Oil Marketing Companies (OMCs) are appealing for an extension of the payment date of some taxes.
The OMCs contend that the current twenty-one day period for payment of taxes such as the Special Petroleum Tax, is adversely impacting their operations.
According to the CEO of the Association of Oil Marketing Companies (AOMCs), Mr. Kwaku Agyeman Duah, the situation has also compelled some market operators to borrow from banks to meet the timelines.
The request by the OMCs came in a response to Citi Business News question on major expectations in the 2018 budget to be presented to Parliament in November.
“The problem that we have as OMCs is the number of days that we need to pay the taxes; it is so restrictive, it’s unpalatable and it squeezes us so much especially when you are not making the sales. We have the situation where even when you have not finished selling the products, you will need to pay the taxes but where do you get the money from? It means you would have to go to the banks again to borrow money and pay,” Mr. Agyeman Duah told Citi Business News.
He added that he is however hopeful of a major change following continuous discussions with the government.
“This is something which has been a cyclical thing which is worrying us so we are having discussions with government which we hope to get the number of days which is about twenty-one to twenty –five days, extended to at least thirty-one days.”
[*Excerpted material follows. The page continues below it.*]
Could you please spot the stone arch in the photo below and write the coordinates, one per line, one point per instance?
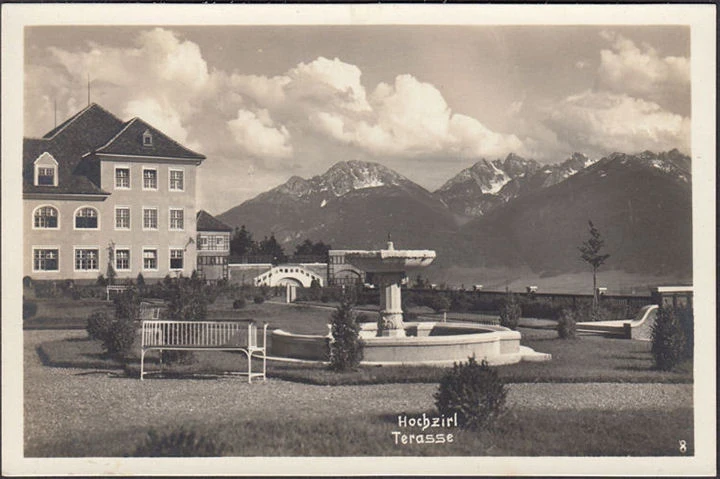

The government in the 2017 budget, reduced the Special Petroleum Tax for downstream petroleum sector players to 15% from the 17.5%.
This is among others to relieve the operators of the burden and also cushion consumers in times of price surge on the global market.
Aside the Special Petroleum Tax, retailers of petroleum products are expected to charge; Excise duty, road fund, energy fund, energy debt recovery levy as well as Price stabilisation and recovery levy as part of the taxes and levies components for the price build up.
Meanwhile the AOMC boss tells Citi Business News his side is not anticipating any major tax reductions to be announced in the 2018 budget.